L’équipe de Bhatia a testé avec succès leur processus avec du sang frais, mais aussi du sang cryoconservé (congelé). Puisque des échantillons de sang sont prélevés et congelés lors de nombreux essais cliniques, ceci leur donne «presqu’accès à une machine à revenir dans le temps» leur permettant de revenir en arrière et d’explorer des questions sur la douleur ou la neuropathie, en exécutant des tests sur les neurones créés à partir d’échantillons de sang de patients pris lors des essais cliniques passés, où les réponses et les résultats ont déjà été enregistrés.
À l’avenir, le processus pourrait avoir un potentiel pronostique, explique Bhatia. On pourrait être en mesure d’examiner un patient diabétique de type 2 et de prédire s’il va souffrir de neuropathie en exécutant des tests en laboratoire sur des cellules neuronales provenant de leur propre échantillon de sang.

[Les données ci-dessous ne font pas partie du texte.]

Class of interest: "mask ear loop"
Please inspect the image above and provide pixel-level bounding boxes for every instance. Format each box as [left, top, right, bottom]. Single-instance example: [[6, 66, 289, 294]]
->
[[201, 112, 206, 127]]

«Ce type de recherche, qui va du laboratoire au chevet du patient, est très excitant et aura un impact majeur sur la gestion des maladies neurologiques, en particulier la douleur neuropathique», a déclaré Akbar Panju, clinicien, professeur de médecine et directeur médical du Michael G. DeGroote Institute for Pain Research and Care.
«Cette recherche nous aidera à comprendre la réponse des cellules à différents médicaments et à différentes stimulations, et nous permettra de fournir un traitement médical personnalisé aux patients souffrant de douleur neuropathique. »
Cette recherche a été financée par les Instituts de recherche en santé du Canada, le Ontario Institute of Regenerative Medicine, la Marta and Owen Boris Foundation, la J.P. Bickell Foundation, l’Ontario Brain Institute et Brain Canada.

Source du texte: McMaster University: Blood to feeling: McMaster scientists turn blood into neural cells
Traduction: CAN-ACN
Article de recherche original:

Lee JH, Mitchell RR, McNicol JD, Shapovalova Z, Laronde S, Tanasijevic B, Milsom C, Casado F, Fiebig-Comyn A, Collins TJ, Singh KK, Bhatia M.Single Transcription Factor Conversion of Human Blood Fate to NPCs with CNS and PNS Developmental Capacity. Cell Rep. 2015 Jun 9;11(9):1367-1376. doi: 10.1016/j.celrep.2015.04.056.